Granted we need such symbols as
Mandela and King, but let’s not get carried away with the religious
sanctification.  The BBC is under fire
for going overboard, if you’ll pardon the mixed metaphor, and rightly so.  I don’t remember even Churchill’s death receiving
the kind of coverage that has just been awarded to Mandela.  And even if the statistics were to prove me
wrong on that point, I’d warrant that no one since Churchill has been given
such post mortem attention.      

Interestingly, the careers of both
men run on parallel tracks.  Each was deservedly
revered for prevailing in struggles against what from the start seemed insuperable
odds.  Churchill defied Hitler and
Fascism at a time when Britain
lacked the means, and some might say the will, to wage a successful war.  Mandela likewise was given little chance of
surviving, let alone beating, what most observers regarded as the most obdurately
backward regime on the planet.  Their
achievements should not be gainsaid. 

But, equally, neither man was a
saint.  Moreover, having acquired
everlasting fame for their singular triumphs of determination, each would only
disappoint in the aftermath.  Churchill,
a dyed-in-the-wool imperialist and militarist of almost Blimpish dimensions,
was an unreliable and largely frustrated politician in peacetime, including – and
perhaps especially – the brief period of his final term in office.  Mandela, if one looks beyond his role as the
figurehead of victory, likewise became an ineffective chief executive, tolerating
the incompetence and corruption of colleagues, and doing little to further the
economic or social advancement of his people. 
Both men presided over dysfunctional families.  And, by the way, at a fundamental level they
would have hated each other.

In both men, one virtue outweighs
many faults.  But let’s not overlook those
faults in the mindless pursuit of uncritical hero-worship.  And let’s not put either of them on pedestals
too small to accommodate the many others who contributed to their cause.

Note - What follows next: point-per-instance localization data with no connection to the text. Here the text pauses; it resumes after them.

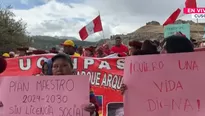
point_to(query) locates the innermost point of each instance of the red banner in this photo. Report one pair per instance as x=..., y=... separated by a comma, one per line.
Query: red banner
x=105, y=77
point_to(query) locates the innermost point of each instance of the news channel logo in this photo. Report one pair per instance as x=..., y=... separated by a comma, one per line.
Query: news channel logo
x=198, y=16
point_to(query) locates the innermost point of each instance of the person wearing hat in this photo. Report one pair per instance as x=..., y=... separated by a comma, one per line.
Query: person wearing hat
x=70, y=48
x=119, y=47
x=90, y=51
x=6, y=55
x=62, y=64
x=22, y=51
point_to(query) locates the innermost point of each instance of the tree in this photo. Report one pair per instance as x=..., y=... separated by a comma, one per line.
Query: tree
x=12, y=32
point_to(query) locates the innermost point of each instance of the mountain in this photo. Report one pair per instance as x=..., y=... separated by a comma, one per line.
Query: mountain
x=47, y=42
x=154, y=31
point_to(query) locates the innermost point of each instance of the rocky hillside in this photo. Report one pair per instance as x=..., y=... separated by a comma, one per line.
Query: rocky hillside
x=153, y=30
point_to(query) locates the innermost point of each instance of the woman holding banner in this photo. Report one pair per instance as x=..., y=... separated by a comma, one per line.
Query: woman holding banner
x=62, y=65
x=172, y=44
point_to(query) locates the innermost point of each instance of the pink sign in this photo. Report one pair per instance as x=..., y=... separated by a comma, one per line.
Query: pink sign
x=44, y=96
x=165, y=85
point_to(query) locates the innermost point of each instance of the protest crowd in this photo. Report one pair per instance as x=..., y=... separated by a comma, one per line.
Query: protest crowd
x=62, y=64
x=112, y=67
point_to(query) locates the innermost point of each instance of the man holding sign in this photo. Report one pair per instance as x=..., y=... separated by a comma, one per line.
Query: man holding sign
x=60, y=95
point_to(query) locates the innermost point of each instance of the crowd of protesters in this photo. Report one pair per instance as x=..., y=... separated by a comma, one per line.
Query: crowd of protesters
x=61, y=64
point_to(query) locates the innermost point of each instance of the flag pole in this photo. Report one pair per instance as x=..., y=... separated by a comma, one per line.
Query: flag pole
x=103, y=34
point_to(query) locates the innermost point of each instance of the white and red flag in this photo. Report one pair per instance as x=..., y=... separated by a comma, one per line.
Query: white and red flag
x=94, y=26
x=179, y=11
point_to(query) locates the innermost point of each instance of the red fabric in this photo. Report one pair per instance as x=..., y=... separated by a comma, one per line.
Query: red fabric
x=97, y=27
x=122, y=48
x=173, y=17
x=106, y=89
x=83, y=33
x=191, y=4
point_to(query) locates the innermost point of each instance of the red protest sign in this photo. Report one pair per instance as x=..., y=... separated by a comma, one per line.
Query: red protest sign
x=105, y=76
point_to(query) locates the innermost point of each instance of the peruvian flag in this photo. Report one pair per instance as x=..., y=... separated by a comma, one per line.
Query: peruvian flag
x=93, y=27
x=179, y=12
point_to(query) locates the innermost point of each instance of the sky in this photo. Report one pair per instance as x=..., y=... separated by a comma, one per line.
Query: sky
x=67, y=17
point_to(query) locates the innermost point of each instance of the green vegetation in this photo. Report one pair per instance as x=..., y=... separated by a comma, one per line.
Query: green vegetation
x=12, y=32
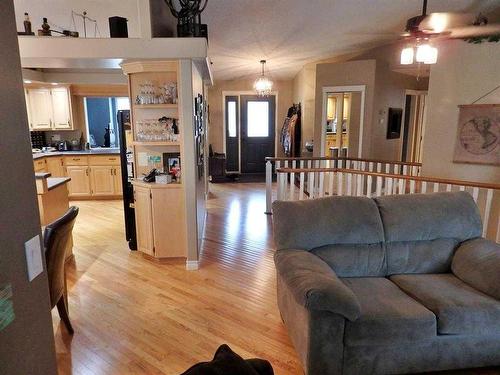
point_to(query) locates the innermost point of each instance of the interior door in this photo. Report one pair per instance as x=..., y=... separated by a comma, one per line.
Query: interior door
x=257, y=132
x=232, y=134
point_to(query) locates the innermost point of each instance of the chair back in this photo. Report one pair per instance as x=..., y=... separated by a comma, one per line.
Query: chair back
x=57, y=238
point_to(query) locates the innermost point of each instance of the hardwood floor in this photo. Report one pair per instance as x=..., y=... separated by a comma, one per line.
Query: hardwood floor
x=134, y=316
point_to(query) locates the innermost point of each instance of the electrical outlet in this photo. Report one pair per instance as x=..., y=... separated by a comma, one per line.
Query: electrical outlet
x=34, y=262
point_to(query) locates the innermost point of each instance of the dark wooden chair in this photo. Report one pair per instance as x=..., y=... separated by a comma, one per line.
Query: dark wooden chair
x=57, y=239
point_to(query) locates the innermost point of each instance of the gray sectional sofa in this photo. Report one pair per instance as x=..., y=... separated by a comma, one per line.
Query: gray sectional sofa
x=395, y=284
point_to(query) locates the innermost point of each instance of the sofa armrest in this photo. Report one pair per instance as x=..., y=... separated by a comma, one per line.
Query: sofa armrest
x=477, y=263
x=314, y=284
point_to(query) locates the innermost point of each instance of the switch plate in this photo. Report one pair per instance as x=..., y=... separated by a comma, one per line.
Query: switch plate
x=34, y=262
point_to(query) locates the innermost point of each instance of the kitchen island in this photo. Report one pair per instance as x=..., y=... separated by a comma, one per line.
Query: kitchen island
x=53, y=201
x=95, y=173
x=52, y=193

There ought to be room, for
example, for William Frederick DeKlerk, the former president of the South
African Republic, who first persuaded his Nationalist Party zealots to release
Mandela from prison and then painstakingly, and almost certainly painfully,
negotiated a peaceful handing over of power from the white minority to the
black majority.  DeKlerk can’t be
politically beatified because of his earlier associations with Apartheid, but
these surely make his conversion, and its result, all the more laudable.   He did of course share with Mandela the Nobel
Peace Prize.

My admiration for Mandela and
Churchill (and DeKlerk) remains undiminished, but it’s not blind to their
peccadilloes or their defects.

The funeral has brought us all
back to earth, as it were. 

President Obama is bound to be in
trouble back home with the political right because he shook the hand of Raul
Castro, the President of Cuba.  He’s
already in trouble with his wife, apparently, for ‘flirting’ with Denmark’s Prime
Minister Helle Thorning Schmidt by posing, along with British Prime Minister
David Cameron, for a ‘selfie’ on her cell phone.  More significantly, President Jacob Zuma, an
increasingly unpopular figure, was booed by the crowd.   

So it’s back to politics as
usual, both national and familial. 
Madiba is probably chuckling in his coffin.